Spark Dgraph Connector

This project provides an Apache Spark connector for Dgraph databases. It comes with a Spark Data Source to read graphs from a Dgraph cluster directly into DataFrames, GraphX or GraphFrames.

Example code:

val target = "localhost:9080"

import uk.co.gresearch.spark.dgraph.graphx._
val graph: Graph[VertexProperty, EdgeProperty] = spark.read.dgraph(target)

import uk.co.gresearch.spark.dgraph.graphframes._
val graph: GraphFrame = spark.read.dgraph(target)

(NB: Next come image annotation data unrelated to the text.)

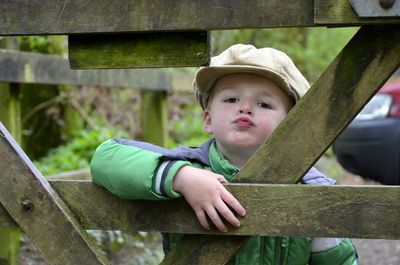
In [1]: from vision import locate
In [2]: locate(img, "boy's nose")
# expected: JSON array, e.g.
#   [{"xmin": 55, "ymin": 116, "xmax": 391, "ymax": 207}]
[{"xmin": 239, "ymin": 101, "xmax": 253, "ymax": 115}]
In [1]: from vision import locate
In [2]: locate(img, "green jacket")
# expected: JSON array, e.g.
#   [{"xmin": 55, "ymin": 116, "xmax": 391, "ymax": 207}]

import uk.co.gresearch.spark.dgraph.connector._
val triples: DataFrame = spark.read.dgraphTriples(target)
val edges: DataFrame = spark.read.dgraphEdges(target)
val nodes: DataFrame = spark.read.dgraphNodes(target)

Limitations

The connector is at an early stage, but is being continuously developed. It has the following limitations:

Read-only: The connector does not support mutating the graph (issue #8).
Not transaction-aware: Individual partitions do not read the same transaction. The graph should not be modified while reading it into Spark (issue #6).
No filter push-down: The connector does not support any filter push-down. It always reads the entire graph into Spark where then filters get applied (e.g. filter for predicates, uids or values) (issue #7).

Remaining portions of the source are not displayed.